This is a C++ template libray for various precision linear algebra. It is aiming to research on the approximate computing for optimization algorithms with linear algebra arithmetics in the software layer. The code is synthesizable using High Lever Synthesis (HLS) tool targeting on the hardware design on FPGA. It's also extending to more Machine Learning applications.
sudo apt install python python-numpy python-matplotlib libboost-all-dev libeigen3-dev fftw-dev -y
Notice that: currently the fixed-point arithmetics are all based on the Xilinx Vivado HLS fixed-point template. You MUST have a Xilinx license first. Then copy the "include" folder to the "header" folder and renamed as "xilinx". Otherwise, you cannot pass the compilation with fixed point support. All the copyright of the fixed-point arithmetic templates are belong to Xilinx
Different precision of gradient process is evaluated on x86 platform with Intel i7 6820HK with 8Gb DDR4 memory. (W: the total bit width, I: the integer bit width, M: the mantissa bit witdh)

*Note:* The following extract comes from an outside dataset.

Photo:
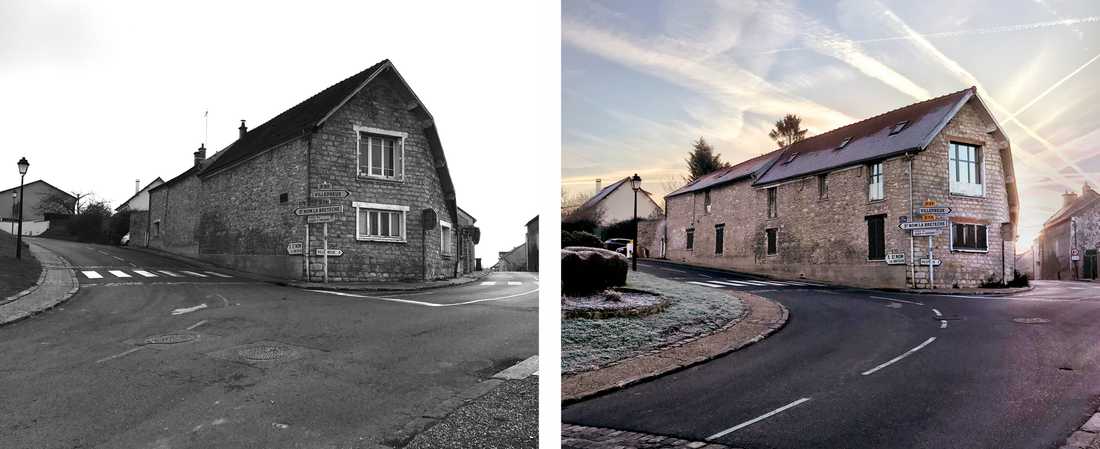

float: Number of iterations = 40529, Time Usage = 252.721 ms
double: Number of iterations = 40683, Time Usage = 574.483 ms
float: Number of iterations = 47934, Time Usage = 833.31 ms
double: Number of iterations = 48191, Time Usage = 1487.99 ms
float: Number of iterations = 224087, Time Usage = 11561.9 ms
double: Number of iterations = 224665, Time Usage = 21787.5 ms
float: Number of iterations = 403136, Time Usage = 66061.3 ms
double: Number of iterations = 402571, Time Usage = 122316 ms
float: Number of iterations = 297133, Time Usage = 313763 ms
double: Number of iterations = 261360, Time Usage = 395742 ms
W10, M5 W12, M5 W16, M5 W24, M9
W10, M5: Number of iterations = 99998, Time Usage = 11750 ms
W12, M5: Number of iterations = 99998, Time Usage = 11062.5 ms
W16, M5: Number of iterations = 99998, Time Usage = 11265.6 ms
W24, M9: Number of iterations = 40570, Time Usage = 4546.88 ms
W10, M5 W12, M5 W16, M5 W24, M9
W10, M5: Number of iterations = 99998, Time Usage = 41703.1 ms
W12, M5: Number of iterations = 99998, Time Usage = 41781.2 ms
W16, M5: Number of iterations = 99998, Time Usage = 35000 ms
W24, M9: Number of iterations = 47960, Time Usage = 19796.9 ms
W28, I10: Number of iterations = 1617, Time Usage = 597.451 ms
W32, I12: Number of iterations = 3678, Time Usage = 3830.12 ms
W48, I12: Number of iterations = 41602, Time Usage = 70051.8 ms
W28, I12: Number of iterations = 2635, Time Usage = 332.926 ms
W32, I12: Number of iterations = 3228, Time Usage = 877.335 ms
W48, I16: Number of iterations = 36661, Time Usage = 17046.1 ms
As shown, the iteration numbers using float and double precision across different dimention size are very similar from 64 to 256. When reaching the dimension 1024, there is a siginificant difference of iteration number between float and double precision data type.
As shown, the executing time of double precision is alway larger than the float precision even when less iteration happens at dimension 1024.
As shown, the iteration number of fixed point precision is significantly lower than the floating point precision but it is at a cost of degree of optimization. To be specifically, the gradient descend iteration termiated earlier due to the quantization of the either integer or the fraction part of the fixed point number. It is hard to garantee there is both enough bit to represent the integer or the fraction part unless very large number of bits are used. So when quantized, the gradient decent cannot continue any more as the error between current iteration and last iteration will be ZERO, which means there is no further 'descend'.
The executing time comparison between fixed point and floating point is not fair enough on x86 hard core processor as the fixed point has large overhead in approximating the floating number into fixed point. The fixed point arithmetics are based on the Xilinx HLS library headers. The results are better to be considered as a verification of the various precision effect on the proximal gradient descend algorithm.
By comparing the optimized solution between C++ and CVX code, it is clear that both float and double precision maitains the better optimized solution to the problem with only 0.0007 normalized error compared to CVX solution, while the fixed point precision has much wrose normalized error up to 0.25 compared to CVX solution. By using the fixed point precision, minimun value of cost function is much larger than the float and double precision due to the fact that it has not reash as optimal as float and double precision did when doing the gradient descend.
Similar situation happens for the dimension 128.